Learning-Based Heavy Hitters and Flow Frequency Estimation in Streams
Rana Shahout, Michael Mitzenmacher
TL;DR
The paper tackles the challenge of identifying heavy hitters and estimating flow frequencies in streams under tight memory. It introduces Learned Space Saving (LSS), the first learned competing-counter-based approach that augments the Space Saving algorithm with two predictors: one for low-frequency items (LSS-LF) and one for heavy hitters (LSS-HH), plus a higher-throughput variant LSS+. LSS employs a Counting Bloom Filter and a fixed-vs-mutable counter split to maintain robustness against prediction errors, yielding up to substantial gains in top-k precision, heavy-hitter recall, and RMSE for frequency estimation across synthetic, CAIDA IP, and AOL Web data. The framework is supported by theoretical robustness guarantees and extensive experiments, showing LSS can outperform Space Saving under realistic conditions and configurations.
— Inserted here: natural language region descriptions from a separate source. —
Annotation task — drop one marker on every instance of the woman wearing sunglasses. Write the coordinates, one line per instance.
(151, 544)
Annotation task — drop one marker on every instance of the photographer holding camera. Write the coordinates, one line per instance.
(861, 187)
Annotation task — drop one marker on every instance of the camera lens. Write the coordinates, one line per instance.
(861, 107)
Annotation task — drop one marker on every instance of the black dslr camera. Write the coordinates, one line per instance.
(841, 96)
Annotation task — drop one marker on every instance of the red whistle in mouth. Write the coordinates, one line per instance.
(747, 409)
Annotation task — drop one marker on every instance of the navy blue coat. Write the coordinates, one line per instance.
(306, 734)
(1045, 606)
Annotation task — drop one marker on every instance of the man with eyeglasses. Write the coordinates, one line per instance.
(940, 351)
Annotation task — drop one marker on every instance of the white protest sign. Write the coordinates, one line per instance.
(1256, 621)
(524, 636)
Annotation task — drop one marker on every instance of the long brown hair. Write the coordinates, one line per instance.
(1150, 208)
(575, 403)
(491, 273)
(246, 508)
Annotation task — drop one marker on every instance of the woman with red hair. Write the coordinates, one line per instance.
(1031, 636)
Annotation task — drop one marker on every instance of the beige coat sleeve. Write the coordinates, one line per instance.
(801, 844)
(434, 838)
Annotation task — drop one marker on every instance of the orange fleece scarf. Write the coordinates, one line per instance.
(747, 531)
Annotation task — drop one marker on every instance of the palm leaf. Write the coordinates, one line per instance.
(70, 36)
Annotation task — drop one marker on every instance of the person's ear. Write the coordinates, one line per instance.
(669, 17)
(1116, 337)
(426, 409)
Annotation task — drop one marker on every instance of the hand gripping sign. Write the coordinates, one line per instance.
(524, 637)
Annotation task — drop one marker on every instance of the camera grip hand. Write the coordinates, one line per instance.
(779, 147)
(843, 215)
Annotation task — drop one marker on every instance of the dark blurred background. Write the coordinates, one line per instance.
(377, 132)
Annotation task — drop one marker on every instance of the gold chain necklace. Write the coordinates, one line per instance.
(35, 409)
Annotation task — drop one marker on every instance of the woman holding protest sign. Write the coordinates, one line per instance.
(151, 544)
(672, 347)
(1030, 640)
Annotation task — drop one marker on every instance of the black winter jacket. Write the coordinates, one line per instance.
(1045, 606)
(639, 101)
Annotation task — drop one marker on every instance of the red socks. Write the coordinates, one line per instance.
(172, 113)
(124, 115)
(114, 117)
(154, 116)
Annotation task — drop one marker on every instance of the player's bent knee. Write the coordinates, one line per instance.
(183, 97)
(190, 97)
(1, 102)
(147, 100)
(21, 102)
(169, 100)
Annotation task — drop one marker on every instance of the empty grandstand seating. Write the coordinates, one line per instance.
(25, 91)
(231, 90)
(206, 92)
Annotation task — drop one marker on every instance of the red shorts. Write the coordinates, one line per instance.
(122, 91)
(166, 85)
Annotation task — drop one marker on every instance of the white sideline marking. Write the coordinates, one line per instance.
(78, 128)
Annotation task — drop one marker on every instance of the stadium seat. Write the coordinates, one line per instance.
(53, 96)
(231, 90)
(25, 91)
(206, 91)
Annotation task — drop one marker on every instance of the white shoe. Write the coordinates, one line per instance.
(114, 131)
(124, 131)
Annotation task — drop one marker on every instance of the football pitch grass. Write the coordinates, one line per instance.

The work provides practical guidance for deploying learning-augmented frequency-estimation schemes in high-speed networks and similar streaming contexts, with implications for memory-efficient measurement and detection tasks.
Abstract
Identifying heavy hitters and estimating the frequencies of flows are fundamental tasks in various network domains. Existing approaches to this challenge can broadly be categorized into two groups, hashing-based and competing-counter-based. The Count-Min sketch is a standard example of a hashing-based algorithm, and the Space Saving algorithm is an example of a competing-counter algorithm. Recent works have explored the use of machine learning to enhance algorithms for frequency estimation problems, under the algorithms with prediction framework. However, these works have focused solely on the hashing-based approach, which may not be best for identifying heavy hitters. In this paper, we present the first learned competing-counter-based algorithm, called LSS, for identifying heavy hitters, top k, and flow frequency estimation that utilizes the well-known Space Saving algorithm. We provide theoretical insights into how and to what extent our approach can improve upon Space Saving, backed by experimental results on both synthetic and real-world datasets. Our evaluation demonstrates that LSS can enhance the accuracy and efficiency of Space Saving in identifying heavy hitters, top k, and estimating flow frequencies.